We are a Working Group devoted to the discussion of historical and philosophical issues in symbolic logic, mathematics, and science. We meet on occasional Wednesday evenings for a talk and a lively discussion. The group is funded by the Doreen B. Townsend Center for the Humanities and the Department of Philosophy.
All members of the academic community are welcome to attend. We have regular participants in many different fields, including philosophy, mathematics, history of science, and psychology.
Our next event
February 27, 2019, 6-7:30 PM in 234 Moses Hall
Stewart Shapiro (Ohio State University)
Superplurals, groups, and paradox
There are two views regarding definite plurals like “the students” in
- The students gathered around the teacher.
According to singularism, “the students” refers to a certain set-like
object, and (1) will be true if that set-like object has the cumulative property of gathering around the teacher. According to pluralism, “the students” refers to a primitive multiplicity of individuals, as familiar from plural logic, and (1) will be true if that multiplicity has that same cumulative property.
Singularism is the predominant view within linguistic semantics and pluralism is at least the received view among philosophers and logicians who invoke plurals. The latter is due in large part to the influence of George Boolos. The primary argument against singularism is that the view is prone to Russell’s paradox. Semanticists are, of course, aware of this threat of paradox, as illustrated by Fred Landman’s “First Amendment” for semantics:
The right to solve Russell’s Paradox some other time shall not be restricted.

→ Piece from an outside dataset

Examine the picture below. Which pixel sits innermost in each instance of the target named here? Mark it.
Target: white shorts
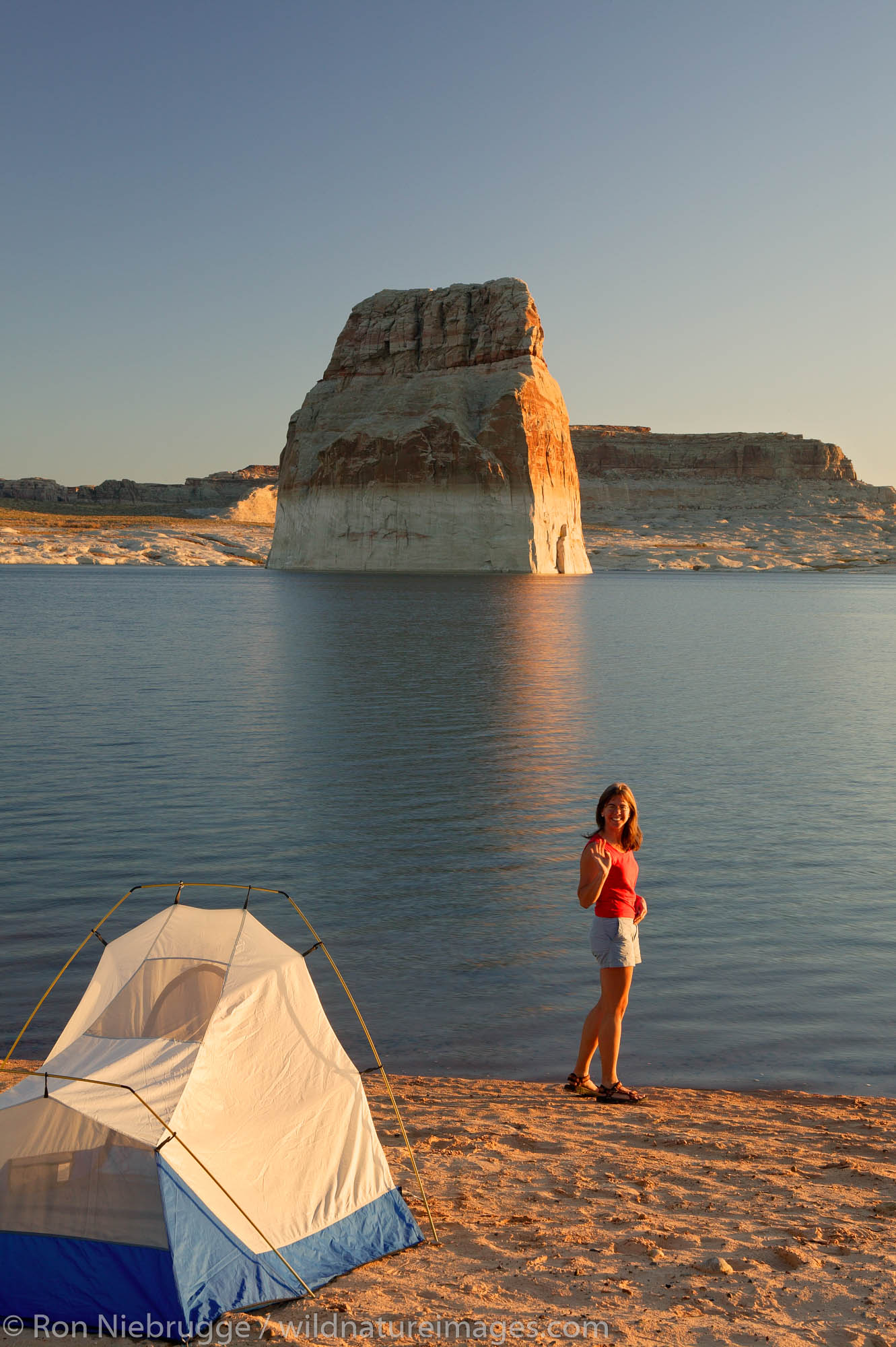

The first purpose of this paper is to review the empirical data that supports linguistic singularism. The issue concerns the so-called “super-plurals”. The second, and main purpose, of the paper is to discharge the First Amendment and provide a potentialist theory of groups—the semantic value of plural expressions. On this theory, though it is always possible to form a group from a plurality, it is not necessary that we do so. The view ties in with both the nature of potential infinity generally and the recursive or generative nature of natural languages.